Markus menuliskan “tidak ada seorangpun yang menjinakkannya (subdue/ damazo).” Kata damazo merupakan kata yang biasa digunakan ketika seseorang menjinakkan seekor binatang liar. Jadi  orang yang terbelunggu oleh kuasa jahat itu telah menjadi sama dengan binatang dan diperlakukan persis seperti seekor binatang. Ketika Yesus melihat orang yang kerasukan tersebut, Yesus telah terlebih dahulu memerintahkan mereka untuk keluar dari tubuh orang tersebut. Namun roh-roh jahat itu  memohon kepada Yesus untuk tidak menyiksa mereka. Meskipun demikian pada akhirnya Ia mengusir roh jahat itu dari tubuh orang tersebut.
Yesus melakukan pengusiran setan menurut saya bukan hanya untuk menampilkan kemahakuasaan-Nya sebagai Anak Allah tetapi juga karena kasih-Nya kepada sesama. Yesus ingin mengembalikan orang kerasukan itu pada dirinya yang sebenarnya sehingga orang itu tidak tertindas, dipermalukan, dikucilkan bahkan dianggap seperti binatang buas. Tindakan ini merupakan tindakan yang dua arah, di satu sisi Ia bertindak sebagai yang berkuasa atas roh jahat dan di sisi lain ia adalah pembebas bagi manusia.
3.  Kisah penyembuhan yang dilakukan Petrus Kisah 3:1-10
Nats ini mengisahkan tentang penyembuhan yang dilakukan Petrus kepada orang yang lumpuh sejak lahirnya. Dalam ilmu hermeneutik ada berbagai bentuk metode tafsir yang bisa digunakan untuk memahami suatu teks. Tetapi saat ini saya tidak akan menggunakan secara rinci dan lengkap ayat pasal ini dengan menggunakan metode-metode tersebut melainkan saya akam melihat teks ini dengan paradigma teologi pembebasan.
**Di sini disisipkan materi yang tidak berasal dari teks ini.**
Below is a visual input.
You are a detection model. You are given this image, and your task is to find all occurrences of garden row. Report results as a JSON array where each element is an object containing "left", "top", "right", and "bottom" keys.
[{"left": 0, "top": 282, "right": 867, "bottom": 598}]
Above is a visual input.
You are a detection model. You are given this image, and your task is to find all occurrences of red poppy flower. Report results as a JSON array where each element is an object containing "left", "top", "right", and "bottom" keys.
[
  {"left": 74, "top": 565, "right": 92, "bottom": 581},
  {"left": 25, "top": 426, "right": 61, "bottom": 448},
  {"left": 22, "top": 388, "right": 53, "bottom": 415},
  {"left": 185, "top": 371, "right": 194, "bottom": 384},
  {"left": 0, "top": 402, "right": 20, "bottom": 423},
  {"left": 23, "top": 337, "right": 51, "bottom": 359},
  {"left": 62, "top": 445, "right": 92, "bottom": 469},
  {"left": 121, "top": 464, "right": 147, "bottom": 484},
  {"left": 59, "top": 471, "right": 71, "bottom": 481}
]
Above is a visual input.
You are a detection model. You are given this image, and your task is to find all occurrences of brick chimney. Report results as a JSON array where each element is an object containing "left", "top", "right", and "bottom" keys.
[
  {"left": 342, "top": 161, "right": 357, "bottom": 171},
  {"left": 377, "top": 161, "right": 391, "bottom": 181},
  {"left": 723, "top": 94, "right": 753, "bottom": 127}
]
Dalam konteks hidup zaman Yesus bahkan zaman perjanjian lama, orang miskin, orang cacat, kusta, buta, tuli, bisu dianggap menjijikan dan ditolak bahkan dikucilkan dalam masyarakat. Mereka harus berjuang sendiri dengan keras untuk mengahadapi stigma dan bertahan hidup. Petrus dengan iman teguh pada Yesus dan kuasa yang diberikan Yesus, membebaskan seseorang yang lumpuh sejak lahir. Yang Petrus lakukan merupakan sebuah pembebasan transformatif, sebab ia telah melakukan perubahan besar dalam hidup orang lumpuh itu. Ia mentransformasi keadaan fisik dari lumpuh menjadi bisa berjalan. Ia juga mentransformasi kehidupan sosial orang tersebut, dari yang dipandang hina dan berdosa menjadi orang yang layak diterima dalam masyarakat.

Kesimpulan
Setelah membahas singkat tentang dasar teologi pembebasan dalam perjanjian baru maka saya menyimpulkan, pembebasan selalu memiliki dua unsur yakni unsur spiritual dan sosial. Pembebasan yakni mendamaikan antara manusia dengan Allah (spiritual) dan mendamaikan relasi antara manusia dan manusia sehingga tidak terjadi ketimpangan sosial. Metode yang digunakan Yesus dalam membebaskan manusia adalah dengan mengajar. Tujuan dari ajaran Yesus adlah untuk menanamkan nilai-nilai baru bagi manusia agar manusia dapat berbenah menjadi lebih mengasihi seorang akan yang lain. Kondisi ini oleh saya dilihat sebagai sebuah upaya pembebasan gagasan. Artinya, manusia zaman itu telah terkungkung dalam gagasan atau ide atau strigma yang membatasi dirinya dengan sesama karena faktor-faktor tertentu. Ajaran Yesus sejatinya ingin membuka kungkungan itu agar manusia tidak terperangkap di dalamnya sehingga dapat menciptakan keseimbangan dalam masyarakat. Di Era ini, perlu juga pembebasan gagasan. Dari gagasan indivualistis menjadi sosialis. Dari hedonis  dan konsumtif menjadi ugahari. Dari nepotisme, korupsi dan kolusi menjadi transparan dan jujur. Sehingga pada satu titik nanti, akan terjadi keseimbangan sosial.